La nouvelle campagne d’Amnesty International intitulée « Mon corps, mes droits » vise à dénoncer les atteintes aux droits sexuels et reproductifs ainsi qu’un meilleur respect de ces derniers à travers le monde. A cette occasion, Amnesty International Belgique Francophone part à la rencontre des jeunes de primaire et de secondaire, afin de les sensibiliser aux atteintes à ces droits, comme le mariage forcé ou les violences sexuelles. Le 16 octobre aura d’ailleurs lieu la journée « Pas d’accord , j’assume » sur le même thème. Certains établissements ont déjà débuté la campagne de sensibilisation. C’est dans ce cadre qu’Amnesty International Belgique Francophone s’engage à soutenir Inés et Valentina et les ex-enfants soldates de la République démocratique du Congo.

Les droits sexuels et reproductifs, qu’est-ce que c’est ?

Le mariage forcé, le viol, l’esclavage sexuel... ça te dit quelque chose ? En Belgique, ces 3 actes sont condamnés par la loi, mais ce n’est pas le cas partout dans le monde. Les droits sexuels et reproductifs traitent de beaucoup de choses, mais avant tout, insistent sur l’importance du choix et cherchent à combattre les stéréotypes, notamment ceux dont les femmes sont victimes. Ils insistent sur l’importance de l’information en général sur la sexualité, le choix (de son orientation sexuelle, de se marier, d’avoir des enfants...), et l’accès aux services de santé (planning familial, maternité...) et condamnent les violences sexuelles (viol, esclavage, mutilations génitales...) et toute action forcée (mariage, stérilisation...)

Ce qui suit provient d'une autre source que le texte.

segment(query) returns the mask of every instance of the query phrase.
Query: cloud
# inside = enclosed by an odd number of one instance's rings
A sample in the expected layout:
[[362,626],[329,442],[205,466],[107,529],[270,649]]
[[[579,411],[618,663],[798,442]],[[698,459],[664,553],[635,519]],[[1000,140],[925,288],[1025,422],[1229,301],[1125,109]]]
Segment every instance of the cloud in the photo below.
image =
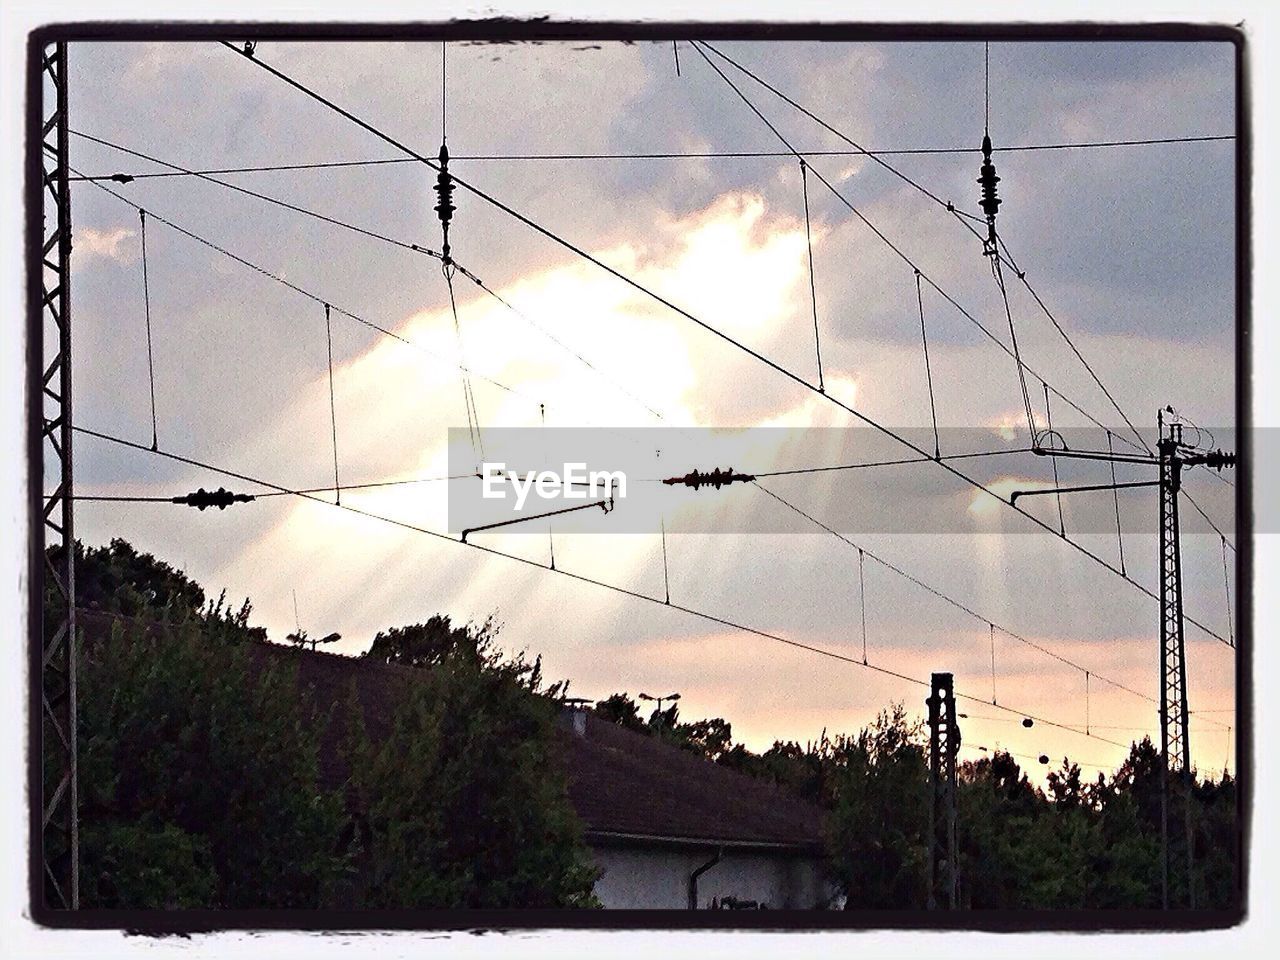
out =
[[80,227],[72,234],[72,248],[79,255],[77,260],[81,263],[96,258],[114,260],[116,263],[132,263],[138,256],[138,248],[133,242],[137,235],[138,231],[125,227],[114,230]]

Pourquoi soutenir Inés et Valentina ?

Inés Fernandez et Valentina Ortega sont deux femmes Me’phaa (peuple indigène du Mexique) qui se battent pour la reconnaissance de leurs droits. En 2002, les deux jeunes femmes se sont faites violées par des soldats mexicains : elles ont porté plainte contre leurs agresseurs, mais aucune véritable enquête n’a été menée. Pire, Inès et Valentina ont été menacées afin qu’elles retirent leur plainte. Elles se battent aujourd’hui pour faire respecter la justice, et dénoncent les violences sexuelles dont sont victimes un grand nombre de femmes indigènes. Leur long combat a vu une certaine avancée, puisque l’Etat mexicain s’est publiquement excusé de l’agression dont elles ont été victimes. Néanmoins, leur lutte n’est pas terminée car les auteurs de ces agressions sexuelles restent impunis.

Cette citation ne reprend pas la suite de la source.